Well, I suppose we didn’t.  You see, Jonadab and me, like the rest of the folks around Wellmouth, had come to take Beriah Crocker and his weather notions as the regular thing, like baked beans on a Saturday night.  Beriah, he—­

But there!  I’ve been sailing stern first.  Let’s get her headed right, if we ever expect to turn the first mark.  You see, ’twas this way: 

’Twas in the early part of May follering the year that the “Old Home House” was opened.  We’d had the place all painted up, decks holy-stoned, bunks overhauled, and one thing or ’nother, and the “Old Home” was all taut and shipshape, ready for the crew—­ boarders, I mean.  Passages was booked all through the summer and it looked as if our second season would be better’n our first.

Then the Dillaway girl—­she was christened Lobelia, like her mother, but she’d painted it out and cruised under the name of Belle since the family got rich—­she thought ’twould be nice to have what she called a “spring house-party” for her particular friends ’fore the regular season opened.  So Peter—­he being engaged at the time and consequent in that condition where he’d have put on horns and “mooed” if she’d give the order—­he thought ’twould be nice, too, and for a week it was “all hands on deck!” getting ready for the “house-party.”

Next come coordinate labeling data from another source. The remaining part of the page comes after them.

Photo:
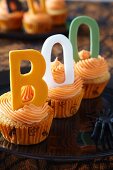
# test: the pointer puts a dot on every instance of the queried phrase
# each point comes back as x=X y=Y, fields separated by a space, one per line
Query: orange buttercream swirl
x=29 y=113
x=56 y=4
x=90 y=68
x=65 y=91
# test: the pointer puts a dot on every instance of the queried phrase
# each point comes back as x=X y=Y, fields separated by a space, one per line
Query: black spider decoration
x=103 y=129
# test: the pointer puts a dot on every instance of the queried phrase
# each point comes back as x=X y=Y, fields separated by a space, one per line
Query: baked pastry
x=94 y=73
x=9 y=21
x=38 y=21
x=27 y=125
x=57 y=10
x=64 y=100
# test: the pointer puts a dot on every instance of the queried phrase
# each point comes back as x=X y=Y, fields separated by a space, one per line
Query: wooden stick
x=31 y=6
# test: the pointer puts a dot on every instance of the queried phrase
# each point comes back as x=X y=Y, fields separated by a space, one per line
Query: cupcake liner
x=36 y=27
x=93 y=90
x=66 y=107
x=27 y=134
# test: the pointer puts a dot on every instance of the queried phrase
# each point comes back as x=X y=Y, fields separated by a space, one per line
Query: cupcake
x=57 y=10
x=27 y=125
x=37 y=20
x=9 y=21
x=65 y=100
x=94 y=73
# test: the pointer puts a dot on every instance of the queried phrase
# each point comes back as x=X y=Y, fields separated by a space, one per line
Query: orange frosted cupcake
x=65 y=100
x=27 y=125
x=37 y=21
x=94 y=73
x=57 y=10
x=9 y=21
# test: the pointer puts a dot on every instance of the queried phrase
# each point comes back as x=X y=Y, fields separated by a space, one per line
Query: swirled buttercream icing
x=29 y=113
x=66 y=91
x=90 y=68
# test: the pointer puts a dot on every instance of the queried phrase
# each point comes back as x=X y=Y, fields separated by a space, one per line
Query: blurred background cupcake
x=36 y=20
x=10 y=16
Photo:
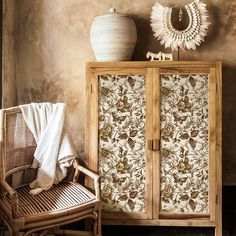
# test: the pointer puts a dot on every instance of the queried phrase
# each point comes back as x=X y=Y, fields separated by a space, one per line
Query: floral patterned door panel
x=122 y=154
x=184 y=143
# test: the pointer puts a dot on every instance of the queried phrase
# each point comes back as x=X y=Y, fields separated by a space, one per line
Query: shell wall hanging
x=171 y=37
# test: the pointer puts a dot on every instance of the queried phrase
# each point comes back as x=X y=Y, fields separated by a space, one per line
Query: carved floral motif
x=184 y=143
x=122 y=142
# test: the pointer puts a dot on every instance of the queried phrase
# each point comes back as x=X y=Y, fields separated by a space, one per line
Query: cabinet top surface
x=155 y=64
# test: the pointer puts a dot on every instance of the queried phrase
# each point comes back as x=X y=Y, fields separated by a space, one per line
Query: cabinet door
x=187 y=144
x=120 y=115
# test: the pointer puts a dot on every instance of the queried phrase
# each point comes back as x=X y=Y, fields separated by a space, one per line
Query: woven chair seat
x=63 y=196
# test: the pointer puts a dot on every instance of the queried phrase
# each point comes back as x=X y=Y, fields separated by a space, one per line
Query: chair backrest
x=17 y=148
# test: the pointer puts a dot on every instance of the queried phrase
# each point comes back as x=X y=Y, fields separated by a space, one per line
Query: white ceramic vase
x=113 y=37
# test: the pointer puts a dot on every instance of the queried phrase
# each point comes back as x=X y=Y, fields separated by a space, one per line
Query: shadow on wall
x=229 y=124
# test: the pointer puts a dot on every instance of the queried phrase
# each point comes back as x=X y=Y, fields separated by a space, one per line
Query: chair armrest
x=13 y=197
x=7 y=188
x=95 y=178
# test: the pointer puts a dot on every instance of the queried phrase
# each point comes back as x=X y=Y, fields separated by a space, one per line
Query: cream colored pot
x=113 y=37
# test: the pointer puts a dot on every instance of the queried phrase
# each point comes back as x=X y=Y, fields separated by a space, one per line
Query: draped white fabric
x=54 y=152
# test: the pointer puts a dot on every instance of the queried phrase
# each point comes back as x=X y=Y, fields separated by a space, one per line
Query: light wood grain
x=212 y=141
x=218 y=78
x=152 y=70
x=149 y=135
x=156 y=135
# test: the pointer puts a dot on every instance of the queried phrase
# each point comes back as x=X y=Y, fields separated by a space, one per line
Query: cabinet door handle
x=153 y=144
x=156 y=144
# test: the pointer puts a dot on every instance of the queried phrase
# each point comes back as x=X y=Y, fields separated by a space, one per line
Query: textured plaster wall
x=51 y=45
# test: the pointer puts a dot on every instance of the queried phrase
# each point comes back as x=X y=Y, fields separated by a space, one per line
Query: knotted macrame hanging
x=188 y=38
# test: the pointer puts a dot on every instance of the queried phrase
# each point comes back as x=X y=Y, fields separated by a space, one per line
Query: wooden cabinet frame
x=151 y=70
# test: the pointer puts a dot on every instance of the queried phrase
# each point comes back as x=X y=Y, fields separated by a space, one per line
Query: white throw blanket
x=54 y=152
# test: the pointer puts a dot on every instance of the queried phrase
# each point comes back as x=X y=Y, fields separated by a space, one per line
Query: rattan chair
x=63 y=204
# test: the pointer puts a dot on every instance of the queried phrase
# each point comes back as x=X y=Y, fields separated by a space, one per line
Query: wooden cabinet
x=153 y=133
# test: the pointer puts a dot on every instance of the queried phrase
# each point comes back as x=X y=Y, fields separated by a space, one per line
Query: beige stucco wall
x=51 y=39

Two days afore the thing was to go off the ways Brown gets a letter from Belle, and in it says she’s invited a whole lot of folks from Chicago and New York and Boston and the land knows where, and that they’ve never been to the Cape and she wants to show ’em what a “quaint” place it is.  “Can’t you get,” says she, “two or three delightful, queer, old ’longshore characters to be at work ’round the hotel?  It’ll give such a touch of local color,” she says.

So out comes Peter with the letter.

“Barzilla,” he says to me, “I want some characters.  Know anybody that’s a character?”

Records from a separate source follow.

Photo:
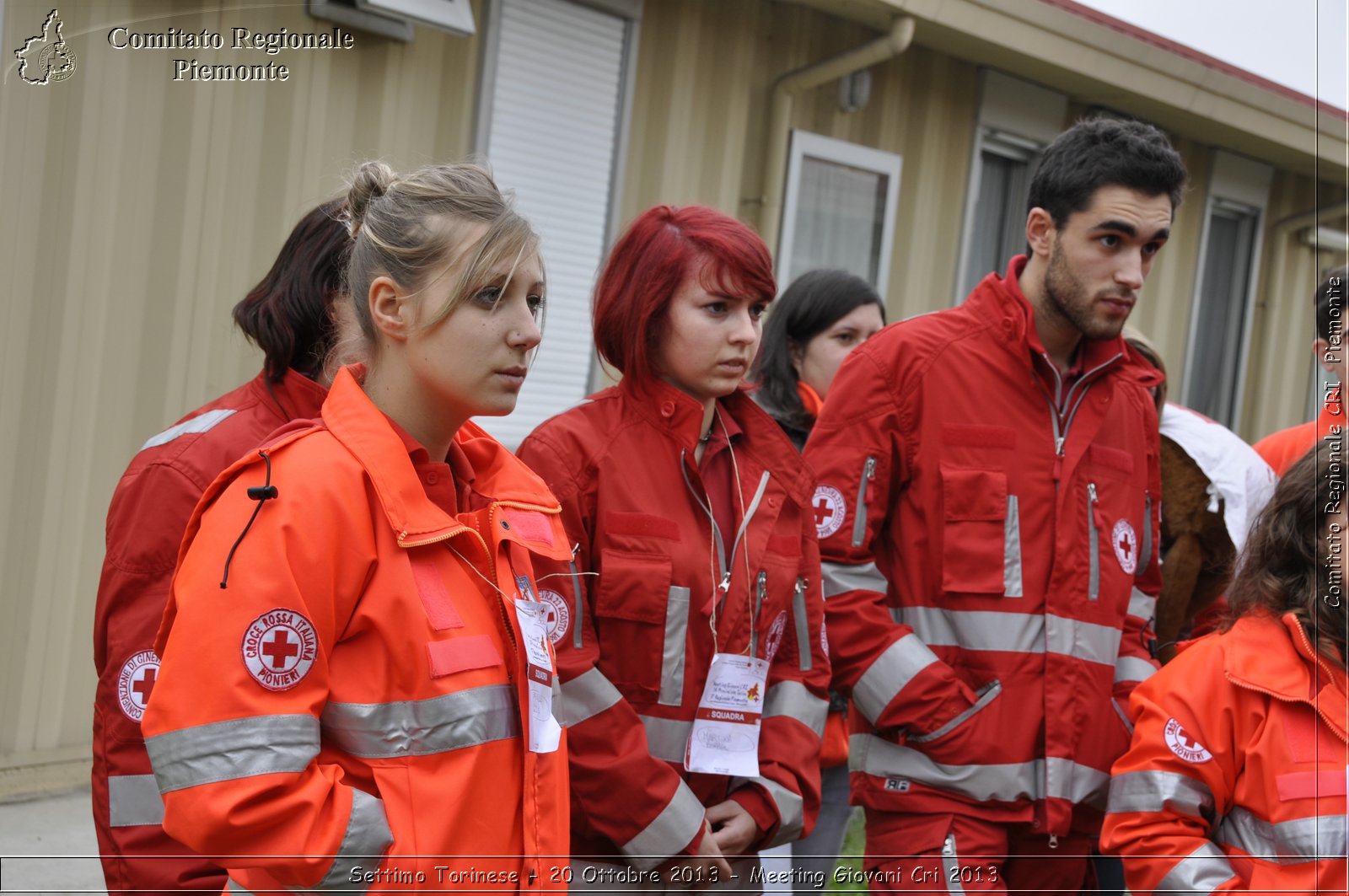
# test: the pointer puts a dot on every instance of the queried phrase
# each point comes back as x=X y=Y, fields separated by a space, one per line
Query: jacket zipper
x=760 y=593
x=1094 y=583
x=860 y=517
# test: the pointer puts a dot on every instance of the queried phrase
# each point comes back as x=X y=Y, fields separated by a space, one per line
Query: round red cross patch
x=1184 y=743
x=829 y=509
x=280 y=648
x=1126 y=545
x=775 y=636
x=134 y=683
x=557 y=615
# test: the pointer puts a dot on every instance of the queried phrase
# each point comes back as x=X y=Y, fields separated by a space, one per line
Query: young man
x=1283 y=448
x=989 y=512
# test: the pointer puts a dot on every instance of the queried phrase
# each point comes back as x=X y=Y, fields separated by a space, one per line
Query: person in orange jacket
x=1282 y=448
x=355 y=689
x=288 y=314
x=694 y=669
x=811 y=328
x=1236 y=776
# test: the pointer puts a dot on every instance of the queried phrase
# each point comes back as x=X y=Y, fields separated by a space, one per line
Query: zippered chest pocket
x=978 y=552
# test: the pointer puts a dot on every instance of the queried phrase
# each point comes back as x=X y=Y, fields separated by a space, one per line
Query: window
x=553 y=127
x=1220 y=325
x=838 y=209
x=997 y=219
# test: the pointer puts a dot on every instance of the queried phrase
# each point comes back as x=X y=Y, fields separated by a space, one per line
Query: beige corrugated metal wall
x=142 y=209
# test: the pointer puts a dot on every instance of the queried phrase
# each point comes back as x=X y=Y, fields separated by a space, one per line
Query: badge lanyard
x=544 y=732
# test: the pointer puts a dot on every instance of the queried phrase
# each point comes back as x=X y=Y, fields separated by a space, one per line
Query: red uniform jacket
x=636 y=646
x=1236 y=776
x=146 y=520
x=351 y=711
x=989 y=544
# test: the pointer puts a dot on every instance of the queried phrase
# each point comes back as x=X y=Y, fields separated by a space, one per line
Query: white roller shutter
x=552 y=137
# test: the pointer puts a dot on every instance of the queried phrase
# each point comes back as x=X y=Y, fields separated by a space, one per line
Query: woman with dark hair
x=1236 y=776
x=288 y=314
x=814 y=325
x=692 y=664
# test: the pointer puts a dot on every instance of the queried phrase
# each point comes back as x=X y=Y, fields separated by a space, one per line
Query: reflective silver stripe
x=793 y=700
x=986 y=695
x=1302 y=840
x=586 y=695
x=1142 y=605
x=234 y=749
x=1012 y=550
x=676 y=637
x=1132 y=668
x=789 y=807
x=364 y=842
x=134 y=799
x=1077 y=783
x=890 y=673
x=668 y=831
x=1056 y=777
x=579 y=608
x=422 y=727
x=977 y=629
x=202 y=422
x=1160 y=792
x=803 y=628
x=667 y=740
x=951 y=865
x=883 y=759
x=838 y=577
x=1202 y=871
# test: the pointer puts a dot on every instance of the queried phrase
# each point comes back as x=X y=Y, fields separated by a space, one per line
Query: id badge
x=544 y=730
x=726 y=727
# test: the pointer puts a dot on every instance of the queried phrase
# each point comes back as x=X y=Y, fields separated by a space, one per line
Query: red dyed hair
x=649 y=263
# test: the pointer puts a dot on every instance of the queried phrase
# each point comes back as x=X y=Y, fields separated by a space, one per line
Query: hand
x=701 y=869
x=733 y=828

“Well,” says I, “there’s Nate Slocum over to Orham.  He’d steal anything that wa’n’t spiked down.  He’s about the toughest character I can think of, offhand, this way.”

“Oh, thunder!” says Brown.  “I don’t want a crook; that wouldn’t be any novelty to this crowd,” he says.  “What I’m after is an odd stick; a feller with pigeons in his loft.  Not a lunatic, but jest a queer genius—­little queerer than you and the Cap’n here.”

After a while we got his drift, and I happened to think of Beriah and his chum, Eben Cobb.  They lived in a little shanty over to Skakit P’int and got their living lobstering, and so on.  Both of ’em had saved a few thousand dollars, but you couldn’t get a cent of it without giving ’em ether, and they’d rather live like Portugees than white men any day, unless they was paid to change.  Beriah’s pet idee was foretelling what the weather was going to be.  And he could do it, too, better’n anybody I ever see.  He’d smell a storm further’n a cat can smell fish, and he hardly ever made a mistake.  Prided himself on it, you understand, like a boy does on his first long pants.  His prophecies was his idols, so’s to speak, and you couldn’t have hired him to foretell what he knew was wrong, not for no money.